Lecture de Washington Cela ne nécessite pas de croire aux complots. Il suffit de comprendre une coalition de victimes, de membres du Congrès républicains et démocrates et de commandants des services de renseignement qui font pression en faveur de la déclassification depuis deux décennies. La Maison Blanche ne publie pas ces documents par hasard : elle le fait pour contrôler le discours et répondre à une demande de plus en plus organisée.

Le précédent le plus proche est celui des 28 pages du Congrès sur l’Arabie saoudite, retenues pendant des années et publiées en 2016 sous la pression des deux partis. Ce mouvement n’a pas rompu l’alliance avec Riyad, mais il a forcé à justifier les zones sombres. La logique de l’administration Trump est similaire : déclassifier pour ne pas se laisser prendre dans la fuite.

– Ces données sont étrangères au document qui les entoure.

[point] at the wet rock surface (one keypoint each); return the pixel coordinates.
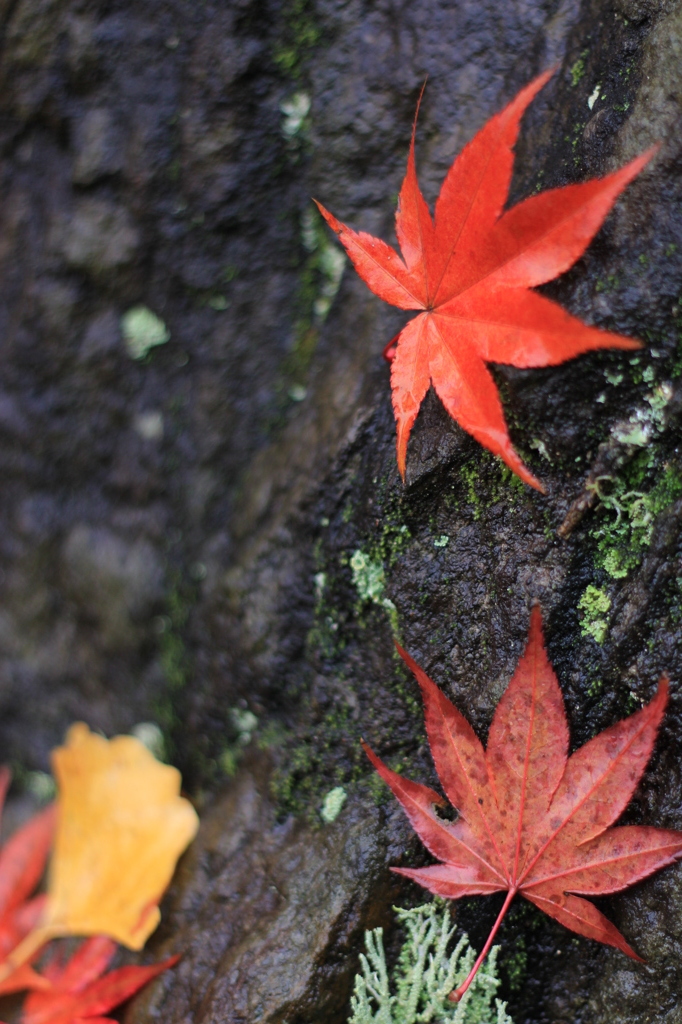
(180, 531)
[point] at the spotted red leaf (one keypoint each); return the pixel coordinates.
(531, 819)
(469, 270)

Il y a un deuxième calcul. La relation avec Arabie Saoudite est stratégique pour Donald Trumpet la déclassification du chapitre saoudien pourrait avoir des coûts diplomatiques. Pour l’instant, la CIA a montré ses avertissements à Bush et a laissé en suspens ses conclusions sur Riyad.

Pour Espagnele thème nourrit un principe qui Moncloa et Bruxelles le sait bien : la transparence du renseignement est gérée comme une décision politique. Le 11 mars 2004 a introduit les liens entre terrorisme et financement international dans le débat espagnol, et l’expérience nord-américaine montre une fois de plus que chaque publication de documents a un propriétaire et une époque.

La projection est claire. La CIA a déjà agi ; la décision finale sur les documents liés à Arabie Saoudite reste entre les mains de l’Exécutif. La prochaine fenêtre sera la réponse de la Maison Blanche aux nouvelles demandes formelles de déclassification.

Dossier

  • Le cas : Le INC. a publié 71 rapports présidentiels qui George W. Bush reçus dans les mois précédant le 11 septembre, avec des notifications sur les projets de Al-Qaïda.
  • Faits marquants : les 6 et 28 août 2001, plus un avis de juillet ; 25ème anniversaire des attentats ; pétition des familles pour déclassifier le rôle de Arabie Saoudite.
  • Pour l’Espagne : Intérêt politique et de renseignement : la déclassification sélective renforce le principe de transparence mesurée et peut rouvrir le débat sur les pays tiers.